Electoral democracies can make even the most orchestrated political gambles look like empty chutzpah. The results of Britain’s snap polls illustrate this point. And Prime Minister Theresa May will possibly be remembered along with David Cameron, for their fine art of political miscalculations.
May’s gamble of trying to expand the thin Conservative Party majority by calling an unexpected election, has completely backfired, resulting in a hung House of Commons. Her intention was to pitch her style of “strong and stable” leadership against the weak Labour Party leadership under Jeremy Corbyn. But May’s business-like leadership style with apparent lack of charisma and empathy did not go down well with the British electorate.
May had hoped to gain a thumping majority and a strong domestic mandate before Britain goes into Brexit negotiations in September.

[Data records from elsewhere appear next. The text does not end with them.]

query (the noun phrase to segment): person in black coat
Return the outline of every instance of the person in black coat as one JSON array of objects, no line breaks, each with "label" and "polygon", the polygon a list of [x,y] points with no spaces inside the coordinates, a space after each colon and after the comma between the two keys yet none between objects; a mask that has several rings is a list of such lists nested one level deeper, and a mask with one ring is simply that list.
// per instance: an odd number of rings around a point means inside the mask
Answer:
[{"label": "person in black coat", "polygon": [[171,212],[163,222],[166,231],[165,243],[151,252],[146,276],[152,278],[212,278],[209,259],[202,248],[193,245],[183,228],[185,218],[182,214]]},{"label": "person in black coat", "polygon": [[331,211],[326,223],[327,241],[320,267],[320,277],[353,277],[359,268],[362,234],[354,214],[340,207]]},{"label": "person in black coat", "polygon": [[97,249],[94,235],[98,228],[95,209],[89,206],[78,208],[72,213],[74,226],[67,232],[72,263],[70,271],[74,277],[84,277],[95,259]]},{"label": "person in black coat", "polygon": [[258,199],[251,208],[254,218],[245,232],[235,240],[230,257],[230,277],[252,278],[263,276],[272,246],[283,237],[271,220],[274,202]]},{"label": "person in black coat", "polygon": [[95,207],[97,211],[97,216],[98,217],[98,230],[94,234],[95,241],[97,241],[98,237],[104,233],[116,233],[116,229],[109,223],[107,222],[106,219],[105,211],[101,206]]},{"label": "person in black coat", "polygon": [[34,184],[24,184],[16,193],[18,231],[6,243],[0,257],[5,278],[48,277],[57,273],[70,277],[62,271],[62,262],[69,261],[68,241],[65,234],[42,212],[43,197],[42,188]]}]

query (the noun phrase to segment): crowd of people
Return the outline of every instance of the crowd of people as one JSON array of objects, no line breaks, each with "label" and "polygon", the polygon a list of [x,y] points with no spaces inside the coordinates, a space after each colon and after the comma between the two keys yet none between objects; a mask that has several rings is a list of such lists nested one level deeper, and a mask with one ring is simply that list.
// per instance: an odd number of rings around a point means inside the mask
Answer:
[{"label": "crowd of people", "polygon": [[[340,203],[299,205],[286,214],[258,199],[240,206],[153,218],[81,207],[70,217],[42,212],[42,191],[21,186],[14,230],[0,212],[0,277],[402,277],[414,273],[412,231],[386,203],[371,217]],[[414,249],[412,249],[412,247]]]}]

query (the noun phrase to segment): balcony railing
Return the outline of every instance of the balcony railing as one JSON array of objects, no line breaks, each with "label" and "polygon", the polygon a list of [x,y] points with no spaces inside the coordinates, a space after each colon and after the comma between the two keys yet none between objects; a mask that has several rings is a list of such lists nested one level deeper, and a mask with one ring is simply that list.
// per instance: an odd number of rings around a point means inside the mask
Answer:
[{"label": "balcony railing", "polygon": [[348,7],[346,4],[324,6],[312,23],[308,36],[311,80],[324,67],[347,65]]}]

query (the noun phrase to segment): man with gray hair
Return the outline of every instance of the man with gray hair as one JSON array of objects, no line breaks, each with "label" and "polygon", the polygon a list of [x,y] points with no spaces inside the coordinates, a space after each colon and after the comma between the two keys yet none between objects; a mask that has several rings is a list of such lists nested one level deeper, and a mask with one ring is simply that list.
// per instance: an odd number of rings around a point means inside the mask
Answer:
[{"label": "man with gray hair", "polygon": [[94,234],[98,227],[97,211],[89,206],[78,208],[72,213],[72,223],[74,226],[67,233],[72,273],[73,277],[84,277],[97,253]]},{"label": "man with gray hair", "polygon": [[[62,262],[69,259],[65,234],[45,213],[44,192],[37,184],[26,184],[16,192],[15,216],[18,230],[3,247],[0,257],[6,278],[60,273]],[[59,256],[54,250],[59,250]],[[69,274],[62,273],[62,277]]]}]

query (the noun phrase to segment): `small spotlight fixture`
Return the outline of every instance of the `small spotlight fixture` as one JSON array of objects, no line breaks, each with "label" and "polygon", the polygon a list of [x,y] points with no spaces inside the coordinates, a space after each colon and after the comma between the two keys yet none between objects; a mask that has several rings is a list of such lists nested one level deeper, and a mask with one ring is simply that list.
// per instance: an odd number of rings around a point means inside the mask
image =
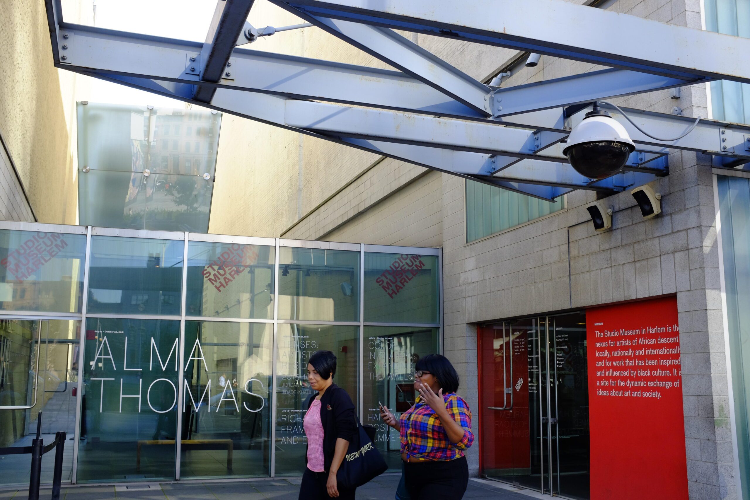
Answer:
[{"label": "small spotlight fixture", "polygon": [[589,211],[591,222],[594,223],[594,230],[601,232],[612,227],[612,213],[614,207],[607,206],[604,202],[599,200],[593,202],[586,205],[586,209]]},{"label": "small spotlight fixture", "polygon": [[539,59],[542,58],[541,54],[537,54],[536,52],[531,52],[529,54],[529,57],[526,60],[525,66],[526,67],[534,67],[539,64]]},{"label": "small spotlight fixture", "polygon": [[652,219],[662,213],[662,194],[655,193],[650,186],[636,187],[630,194],[635,199],[644,219]]}]

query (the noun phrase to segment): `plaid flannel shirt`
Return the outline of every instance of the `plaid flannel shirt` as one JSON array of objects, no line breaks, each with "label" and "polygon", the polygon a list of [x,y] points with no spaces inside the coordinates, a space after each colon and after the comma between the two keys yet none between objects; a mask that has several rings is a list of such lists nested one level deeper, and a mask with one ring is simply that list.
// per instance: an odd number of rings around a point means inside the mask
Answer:
[{"label": "plaid flannel shirt", "polygon": [[474,442],[471,432],[471,410],[469,405],[455,393],[443,394],[446,409],[456,422],[464,427],[464,437],[452,443],[446,429],[435,412],[418,397],[414,406],[401,414],[401,453],[428,460],[446,461],[464,457],[464,451]]}]

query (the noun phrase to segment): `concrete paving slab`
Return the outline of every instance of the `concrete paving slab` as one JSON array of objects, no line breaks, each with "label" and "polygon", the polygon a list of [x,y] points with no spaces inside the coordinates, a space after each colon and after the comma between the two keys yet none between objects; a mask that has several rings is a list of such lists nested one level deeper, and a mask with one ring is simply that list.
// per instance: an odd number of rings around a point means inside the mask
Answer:
[{"label": "concrete paving slab", "polygon": [[[400,476],[392,475],[381,476],[357,490],[357,500],[393,500]],[[123,486],[70,486],[64,487],[61,498],[63,500],[298,500],[299,478],[283,479],[254,479],[250,481],[190,482],[190,483],[149,483],[151,489],[143,485],[128,485],[130,490],[124,490]],[[51,490],[45,488],[40,491],[40,498],[50,498]],[[472,478],[464,497],[467,500],[549,500],[548,496],[542,495],[515,487]],[[26,490],[0,490],[0,500],[26,500]]]}]

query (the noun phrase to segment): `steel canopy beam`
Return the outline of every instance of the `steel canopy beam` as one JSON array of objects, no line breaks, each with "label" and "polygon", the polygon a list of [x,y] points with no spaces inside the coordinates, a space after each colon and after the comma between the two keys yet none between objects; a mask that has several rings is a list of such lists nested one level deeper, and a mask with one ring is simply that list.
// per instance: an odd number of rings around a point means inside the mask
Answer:
[{"label": "steel canopy beam", "polygon": [[[218,0],[211,20],[206,42],[200,51],[200,79],[216,82],[224,76],[226,63],[237,44],[254,0]],[[194,98],[204,103],[211,102],[216,88],[198,85]]]},{"label": "steel canopy beam", "polygon": [[628,70],[607,69],[498,89],[493,94],[494,115],[508,116],[560,106],[674,88],[712,79],[686,81]]},{"label": "steel canopy beam", "polygon": [[[202,45],[143,37],[80,25],[63,30],[64,67],[196,85],[200,67],[190,58]],[[160,57],[149,57],[156,51]],[[275,95],[315,99],[441,116],[484,119],[486,115],[399,71],[320,59],[236,49],[232,78],[202,86],[220,86]]]},{"label": "steel canopy beam", "polygon": [[[186,102],[192,102],[189,93],[190,85],[173,82],[160,82],[146,79],[138,79],[120,75],[105,73],[83,74],[120,83],[130,87],[147,90]],[[188,91],[186,92],[186,91]],[[212,103],[206,107],[237,116],[249,118],[261,123],[280,127],[290,130],[304,133],[314,137],[357,148],[378,154],[382,154],[397,160],[401,160],[421,166],[440,172],[476,180],[522,194],[552,201],[569,193],[574,189],[584,187],[581,185],[546,186],[518,181],[492,178],[488,174],[491,171],[493,162],[489,155],[470,153],[449,149],[442,149],[428,146],[415,146],[396,142],[366,140],[359,138],[327,136],[310,130],[297,129],[284,123],[285,107],[290,100],[277,96],[242,92],[226,88],[218,88]],[[302,102],[302,101],[300,101]],[[549,163],[554,168],[554,163]],[[569,166],[568,166],[569,168]],[[585,187],[584,187],[585,188]],[[597,189],[597,190],[599,190]]]},{"label": "steel canopy beam", "polygon": [[[67,37],[64,37],[67,35]],[[58,67],[89,74],[104,73],[127,75],[147,79],[170,80],[195,85],[200,83],[200,69],[190,61],[191,56],[200,55],[202,44],[196,42],[176,40],[168,38],[140,35],[122,31],[112,31],[88,26],[64,25],[64,29],[54,34],[52,46],[63,43],[67,49],[60,51],[64,61],[58,61]],[[159,57],[154,57],[157,54]],[[408,75],[398,71],[378,70],[367,67],[332,63],[316,59],[282,55],[259,51],[237,49],[231,56],[232,77],[223,79],[212,85],[238,88],[250,91],[267,92],[302,99],[316,99],[340,102],[359,106],[394,109],[413,113],[452,116],[465,119],[483,121],[496,124],[507,124],[530,129],[553,131],[566,134],[582,119],[586,109],[583,109],[572,118],[566,117],[562,107],[506,116],[496,121],[482,118],[480,113],[464,104],[446,97],[441,92]],[[194,70],[191,68],[194,67]],[[598,75],[622,75],[632,73],[605,70],[603,72],[584,73],[575,78],[563,79],[550,83],[547,101],[536,94],[539,100],[534,106],[547,106],[554,96],[562,96],[560,100],[578,99],[580,96],[570,94],[567,97],[562,87],[575,88],[579,81]],[[646,75],[646,77],[650,77]],[[579,80],[578,79],[583,79]],[[662,78],[662,77],[657,77]],[[547,85],[545,82],[544,85]],[[506,95],[516,93],[530,94],[536,87],[511,87],[503,89]],[[605,89],[602,89],[602,93]],[[502,103],[508,103],[506,97]],[[515,102],[515,101],[514,101]],[[513,103],[510,103],[513,106]],[[521,103],[523,105],[523,103]],[[661,136],[679,135],[691,123],[690,118],[626,109],[632,117],[637,117],[646,130]],[[620,113],[613,112],[613,117],[620,121],[639,145],[663,148],[668,146],[690,149],[711,154],[729,156],[750,156],[750,151],[740,146],[744,136],[750,135],[750,127],[713,120],[702,120],[698,130],[694,130],[683,139],[676,142],[655,141],[630,125]],[[728,130],[724,136],[721,130]],[[728,134],[728,135],[727,135]],[[722,141],[727,138],[727,141]],[[728,149],[723,148],[727,146]],[[730,149],[730,148],[732,148]],[[561,154],[558,154],[561,157]]]},{"label": "steel canopy beam", "polygon": [[387,28],[295,12],[310,22],[383,62],[463,103],[484,116],[492,115],[490,87],[454,67]]},{"label": "steel canopy beam", "polygon": [[538,148],[528,130],[302,100],[286,101],[284,123],[327,135],[503,156],[531,156]]},{"label": "steel canopy beam", "polygon": [[[563,0],[272,0],[308,15],[694,79],[750,82],[750,39]],[[574,25],[571,22],[574,20]],[[628,40],[622,43],[622,40]]]}]

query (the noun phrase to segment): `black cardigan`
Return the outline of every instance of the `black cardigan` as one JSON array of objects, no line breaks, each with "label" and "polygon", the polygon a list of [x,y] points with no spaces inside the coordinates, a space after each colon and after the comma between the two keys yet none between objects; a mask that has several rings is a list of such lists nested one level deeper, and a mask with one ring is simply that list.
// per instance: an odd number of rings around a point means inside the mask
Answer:
[{"label": "black cardigan", "polygon": [[[313,394],[308,400],[308,409],[316,397],[316,394]],[[320,423],[323,426],[323,468],[328,472],[336,453],[336,440],[341,438],[350,442],[357,430],[352,398],[335,384],[326,389],[320,398]],[[307,460],[307,452],[304,457]]]}]

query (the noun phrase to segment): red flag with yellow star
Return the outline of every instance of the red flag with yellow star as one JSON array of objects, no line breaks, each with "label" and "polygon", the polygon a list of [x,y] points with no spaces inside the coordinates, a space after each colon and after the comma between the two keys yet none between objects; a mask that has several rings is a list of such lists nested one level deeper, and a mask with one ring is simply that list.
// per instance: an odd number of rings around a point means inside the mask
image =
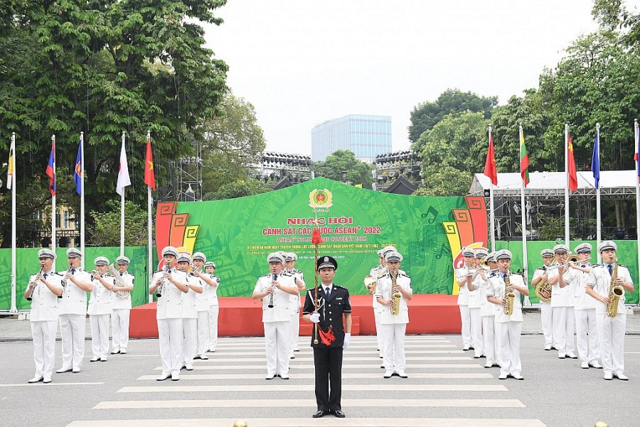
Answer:
[{"label": "red flag with yellow star", "polygon": [[144,183],[156,189],[156,177],[154,174],[154,158],[151,151],[151,137],[146,136],[146,158],[144,162]]}]

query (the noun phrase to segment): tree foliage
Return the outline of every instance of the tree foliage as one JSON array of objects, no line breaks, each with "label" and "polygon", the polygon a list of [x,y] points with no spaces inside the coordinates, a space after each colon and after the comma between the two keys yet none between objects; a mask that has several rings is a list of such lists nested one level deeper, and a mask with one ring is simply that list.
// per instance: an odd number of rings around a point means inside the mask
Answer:
[{"label": "tree foliage", "polygon": [[363,188],[371,188],[373,166],[361,162],[348,150],[337,150],[327,156],[324,161],[315,162],[312,170],[316,176],[324,176],[334,181],[342,181],[342,172],[347,173],[346,180],[350,184],[362,185]]},{"label": "tree foliage", "polygon": [[497,104],[498,97],[486,97],[471,92],[464,92],[459,89],[447,89],[434,102],[427,101],[413,108],[409,140],[415,143],[425,131],[431,129],[449,114],[456,116],[469,110],[482,112],[484,118],[489,119]]},{"label": "tree foliage", "polygon": [[[220,24],[213,11],[224,3],[3,3],[0,129],[16,133],[18,191],[23,193],[43,174],[53,134],[58,176],[70,175],[84,131],[87,210],[102,210],[115,197],[125,131],[133,183],[127,197],[143,203],[147,130],[161,184],[167,161],[189,153],[191,142],[203,139],[203,120],[221,112],[227,66],[204,48],[198,23]],[[0,148],[8,148],[7,139]],[[6,235],[6,225],[2,231]]]},{"label": "tree foliage", "polygon": [[204,124],[203,191],[216,192],[223,185],[244,181],[248,166],[259,163],[266,146],[255,109],[250,102],[230,92],[221,108],[224,114]]}]

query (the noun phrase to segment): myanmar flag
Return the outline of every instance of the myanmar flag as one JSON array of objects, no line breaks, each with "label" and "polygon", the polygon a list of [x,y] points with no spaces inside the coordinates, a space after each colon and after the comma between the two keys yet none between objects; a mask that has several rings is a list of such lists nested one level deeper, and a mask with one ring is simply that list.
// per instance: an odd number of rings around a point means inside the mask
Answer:
[{"label": "myanmar flag", "polygon": [[520,175],[525,187],[529,183],[529,153],[527,153],[527,146],[524,143],[524,134],[522,132],[522,125],[520,125]]}]

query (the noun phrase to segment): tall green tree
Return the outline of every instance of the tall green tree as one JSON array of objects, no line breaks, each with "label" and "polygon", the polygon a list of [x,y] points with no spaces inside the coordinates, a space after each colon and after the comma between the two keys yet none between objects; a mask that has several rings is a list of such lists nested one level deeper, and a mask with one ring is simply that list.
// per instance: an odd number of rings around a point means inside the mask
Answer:
[{"label": "tall green tree", "polygon": [[337,150],[324,161],[314,163],[311,168],[316,176],[324,176],[335,181],[342,181],[342,172],[347,173],[346,180],[351,185],[361,184],[363,188],[371,188],[373,166],[361,162],[348,150]]},{"label": "tall green tree", "polygon": [[[457,115],[469,110],[481,112],[485,119],[491,117],[491,111],[498,104],[498,97],[483,97],[459,89],[447,89],[433,102],[425,102],[411,112],[411,125],[409,126],[409,140],[415,143],[425,131],[452,114]],[[420,150],[415,150],[420,151]]]},{"label": "tall green tree", "polygon": [[[58,175],[70,175],[84,131],[87,210],[104,210],[105,202],[116,197],[125,131],[133,183],[127,198],[144,203],[146,131],[151,132],[156,178],[161,184],[168,161],[190,153],[191,142],[203,139],[204,120],[221,113],[227,66],[204,47],[198,23],[221,23],[213,11],[224,4],[3,3],[0,129],[16,133],[18,192],[24,194],[43,174],[52,134]],[[5,152],[7,141],[0,141]],[[40,181],[44,188],[45,181]],[[22,205],[28,198],[21,198],[18,210],[26,210]],[[9,212],[6,204],[0,210]],[[2,223],[4,235],[7,224]]]},{"label": "tall green tree", "polygon": [[204,124],[202,186],[205,193],[246,180],[249,166],[260,162],[266,146],[250,102],[230,92],[221,109],[224,114],[213,117]]}]

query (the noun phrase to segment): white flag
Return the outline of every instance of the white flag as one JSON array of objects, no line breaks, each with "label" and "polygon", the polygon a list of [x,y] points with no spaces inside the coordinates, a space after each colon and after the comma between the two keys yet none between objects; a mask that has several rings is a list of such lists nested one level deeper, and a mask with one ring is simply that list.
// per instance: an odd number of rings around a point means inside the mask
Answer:
[{"label": "white flag", "polygon": [[124,150],[124,132],[122,132],[122,149],[120,150],[120,170],[118,171],[118,183],[116,184],[116,193],[124,194],[124,187],[131,185],[129,178],[129,166],[127,165],[127,151]]}]

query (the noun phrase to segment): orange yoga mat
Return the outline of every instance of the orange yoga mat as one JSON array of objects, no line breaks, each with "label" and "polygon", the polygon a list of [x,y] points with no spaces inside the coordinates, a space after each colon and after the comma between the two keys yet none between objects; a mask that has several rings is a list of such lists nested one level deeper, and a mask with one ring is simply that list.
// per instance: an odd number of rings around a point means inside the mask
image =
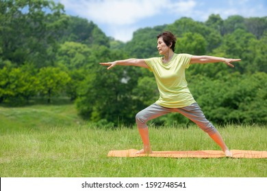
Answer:
[{"label": "orange yoga mat", "polygon": [[[163,157],[163,158],[223,158],[225,157],[222,151],[153,151],[149,154],[136,154],[138,150],[113,150],[110,151],[108,157]],[[232,158],[267,158],[266,151],[231,150]]]}]

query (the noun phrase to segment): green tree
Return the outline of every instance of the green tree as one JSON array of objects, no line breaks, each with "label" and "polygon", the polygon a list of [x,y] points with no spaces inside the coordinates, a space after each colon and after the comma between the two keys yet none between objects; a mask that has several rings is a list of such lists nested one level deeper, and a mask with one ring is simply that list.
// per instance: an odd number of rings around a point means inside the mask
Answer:
[{"label": "green tree", "polygon": [[73,70],[85,67],[90,62],[90,56],[94,60],[92,50],[87,45],[74,42],[65,42],[60,44],[56,57],[56,63]]},{"label": "green tree", "polygon": [[66,85],[71,80],[68,74],[58,68],[46,67],[38,74],[38,91],[47,96],[47,102],[51,102],[52,96],[66,92]]},{"label": "green tree", "polygon": [[71,16],[68,19],[68,27],[64,30],[62,41],[75,42],[88,46],[110,46],[110,39],[92,21]]},{"label": "green tree", "polygon": [[36,95],[36,77],[32,68],[3,68],[0,70],[0,102],[21,104]]},{"label": "green tree", "polygon": [[[1,1],[0,56],[17,65],[51,65],[66,25],[64,7],[52,1]],[[50,51],[48,51],[50,50]],[[50,53],[50,54],[48,54]]]},{"label": "green tree", "polygon": [[199,33],[186,33],[178,39],[175,53],[201,55],[206,53],[207,42]]}]

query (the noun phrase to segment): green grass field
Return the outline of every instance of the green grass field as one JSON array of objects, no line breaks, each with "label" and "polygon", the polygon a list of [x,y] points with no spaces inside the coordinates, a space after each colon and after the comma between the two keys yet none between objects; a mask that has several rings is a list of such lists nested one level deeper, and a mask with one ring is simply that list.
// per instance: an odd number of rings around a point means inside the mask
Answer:
[{"label": "green grass field", "polygon": [[[231,149],[267,150],[266,126],[217,127]],[[266,177],[266,159],[107,158],[142,148],[136,127],[96,128],[73,104],[0,106],[0,177]],[[220,148],[196,126],[150,128],[153,150]]]}]

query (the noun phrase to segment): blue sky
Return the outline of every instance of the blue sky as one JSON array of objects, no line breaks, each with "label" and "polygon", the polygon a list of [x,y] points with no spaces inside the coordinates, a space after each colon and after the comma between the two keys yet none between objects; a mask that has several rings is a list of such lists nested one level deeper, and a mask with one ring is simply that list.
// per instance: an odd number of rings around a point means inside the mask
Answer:
[{"label": "blue sky", "polygon": [[56,0],[67,14],[87,18],[107,36],[127,42],[134,31],[171,24],[181,17],[205,22],[212,14],[267,16],[267,0]]}]

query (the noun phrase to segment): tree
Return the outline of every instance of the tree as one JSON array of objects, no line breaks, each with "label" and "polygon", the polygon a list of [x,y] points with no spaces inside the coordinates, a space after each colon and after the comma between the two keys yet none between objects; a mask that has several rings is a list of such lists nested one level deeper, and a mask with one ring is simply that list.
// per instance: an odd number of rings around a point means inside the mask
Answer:
[{"label": "tree", "polygon": [[31,67],[0,70],[0,102],[21,104],[36,95],[36,77]]},{"label": "tree", "polygon": [[[49,0],[2,1],[0,56],[18,65],[51,65],[57,38],[66,25],[63,5]],[[51,49],[50,54],[47,50]]]},{"label": "tree", "polygon": [[70,80],[68,74],[60,68],[42,68],[38,74],[38,91],[47,96],[47,102],[50,103],[52,96],[66,91],[66,85]]},{"label": "tree", "polygon": [[77,16],[68,17],[68,27],[62,36],[62,42],[75,42],[88,46],[110,46],[110,39],[92,21]]},{"label": "tree", "polygon": [[199,33],[186,33],[177,40],[175,53],[201,55],[206,53],[207,42]]}]

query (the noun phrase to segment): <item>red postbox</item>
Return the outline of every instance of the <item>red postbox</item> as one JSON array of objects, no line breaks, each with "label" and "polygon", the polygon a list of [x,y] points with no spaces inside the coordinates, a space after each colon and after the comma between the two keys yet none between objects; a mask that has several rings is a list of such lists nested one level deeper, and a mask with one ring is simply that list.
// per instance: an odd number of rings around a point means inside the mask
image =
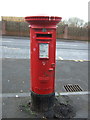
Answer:
[{"label": "red postbox", "polygon": [[31,46],[32,108],[47,111],[55,97],[56,24],[61,17],[28,16]]}]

Her campaign was not only lacklustre but full of glaring political blunders — starting from the social care fiasco to a party manifesto that turned away from the long-held Thatcherite consensus. It was reported that most Conservative Party ministers were not even consulted in formulating the manifesto, while a coterie of four around May dominated the process.
For an election called by May to boost her mandate for Brexit negotiations, her manifesto was completely devoid of a serious roadmap for negotiating Britain’s exit from the European Union. Rather, she used Brexit as a stick against Corbyn. Whenever she found her poll numbers dipping, she would incite fears about the possibility of Britain negotiating its exit under the weak leadership of Corbyn.